Monday, February 25, 2013

A few thoughts on Thailand.

It's been a week and a half since I left the tropical paradise that is Thailand. 
And I thought to myself, "Most of my readers will never go to Thailand. 
I should educate them." 

While I can't give you a rundown on genuine Thai life, I can pass on to you a few thoughts of an American tourist vacationing in Thailand after six months in China. 

Let's begin.

"Where did all these Europeans come from???"


That's right. They all congregate in Thailand to get warm in the winter time. And some of them might be paler than you, the girl who's lived the last six months under the cover of smog. Score!

"There are bathrooms everywhere. AND WESTERN TOILETS...that aren't covered in pee or footprints!!"


I didn't have a picture of a toilet, but this was our bathroom on Koh Phi Phi in which we could take COLD showers because it was so HOT outside!
Oh, you're wondering what I meant about the footprints on the toilets. Remember that most people in China use squatty potties and aren't used to something raised off the ground. Now, use your imagination.

"The King is EVERYWHERE."


That's right. The king's photo is literally everywhere--restaurants, businesses, highway signs, you name it. He looks like a nice guy, but I would've paid for a picture of him pointing off in the distance with a caption that read: "Etcetera, etcetera, etcetera!"
"Roti and smoothies. That's it. I'm never leaving."


Roti: fried deliciousness that can be improved with banana, nutella, chocolate, and just about any other wonderful thing you can think to put on/in it. 

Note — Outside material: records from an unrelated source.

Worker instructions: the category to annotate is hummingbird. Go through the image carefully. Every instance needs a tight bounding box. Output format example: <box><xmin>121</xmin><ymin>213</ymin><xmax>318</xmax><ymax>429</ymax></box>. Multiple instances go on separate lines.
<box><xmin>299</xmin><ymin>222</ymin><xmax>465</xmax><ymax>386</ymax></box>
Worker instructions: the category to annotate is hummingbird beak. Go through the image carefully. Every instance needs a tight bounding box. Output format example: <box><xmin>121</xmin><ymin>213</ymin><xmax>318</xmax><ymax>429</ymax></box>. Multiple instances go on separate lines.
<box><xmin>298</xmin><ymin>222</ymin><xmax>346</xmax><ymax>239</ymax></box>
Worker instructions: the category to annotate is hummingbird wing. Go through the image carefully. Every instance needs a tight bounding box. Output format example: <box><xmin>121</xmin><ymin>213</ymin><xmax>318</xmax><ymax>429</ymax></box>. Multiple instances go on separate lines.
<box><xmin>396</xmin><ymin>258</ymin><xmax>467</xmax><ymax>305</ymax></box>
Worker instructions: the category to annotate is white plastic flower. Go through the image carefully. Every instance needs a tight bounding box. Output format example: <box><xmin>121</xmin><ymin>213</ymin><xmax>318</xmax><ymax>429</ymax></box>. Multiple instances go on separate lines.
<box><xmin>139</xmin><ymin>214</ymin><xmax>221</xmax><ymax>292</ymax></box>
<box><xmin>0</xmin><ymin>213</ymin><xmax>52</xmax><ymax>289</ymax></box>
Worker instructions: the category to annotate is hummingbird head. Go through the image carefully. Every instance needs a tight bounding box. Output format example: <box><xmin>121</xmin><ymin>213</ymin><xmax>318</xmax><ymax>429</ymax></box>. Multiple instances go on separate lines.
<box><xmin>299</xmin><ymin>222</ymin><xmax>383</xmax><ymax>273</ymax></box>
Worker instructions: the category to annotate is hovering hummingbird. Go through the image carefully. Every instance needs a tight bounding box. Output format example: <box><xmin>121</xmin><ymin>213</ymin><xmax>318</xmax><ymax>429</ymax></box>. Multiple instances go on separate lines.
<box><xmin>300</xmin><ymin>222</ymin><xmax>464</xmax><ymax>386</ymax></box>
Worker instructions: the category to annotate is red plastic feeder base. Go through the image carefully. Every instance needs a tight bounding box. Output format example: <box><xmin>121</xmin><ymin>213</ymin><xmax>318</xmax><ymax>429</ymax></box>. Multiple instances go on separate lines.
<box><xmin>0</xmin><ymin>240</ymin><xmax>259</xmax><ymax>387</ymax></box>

"Alright. Where did all the drag queens come from?"
   
But really. They call these people "Lady Boys" and you are guaranteed to find multitudes of them if you wander the Night Bazaar.
"Whoa--Buddha's worse than Santa."

 
He sees you when you're sleeping. He knows when you're awake. That's right. Buddha's EVERYWHERE. There were three big temples within two blocks of our hotel in Chiang Mai and spirit houses with teeny Buddhas were scattered all down the street.
"THREE STORY STARBUCKS."
 
Did you just pee your pants? Yeah, me too. 
There were two other Starbucks a short walk from our Chiang Mai hotel.

"Green. Oh green." 



I went from the first picture (Taiyuan) to the second picture. You can understand my excitement.

"Sa bai dee kaaaaaaa."


The all-around nice greeting that you hear multiple times a day in Thailand. Sometimes the "ka" stretches out into three syllables. 
Even Ronald knows how to do it the Thai way.
And, just when I thought I was beginning to grasp the four tones of Chinese, I was affronted with Thai's FIFTH tone. 
That's it. No more language learning for Laura. 
"I look like I have smallpox."
 
   Thanks, mosquitoes. There are well over 100 bites on those once-beautiful legs.

"Thai people are so...chill."

 
Thailand is famous for its abundance of "Thai smiles". Life there isn't lived according to time constraints--businesses don't open til late morning and don't close until late at night. And they played volleyball with us. What more could you want?

"MMM...eggs with flowers?"

 
    Unexpected.
   Yet delicious.

Of course, there is far more to Thailand than the few thoughts I have just passed on to you. 
But if I had to choose a third-world country to spend time in, it would probably be Thailand. 

And it's not just because they have a three-story Starbucks.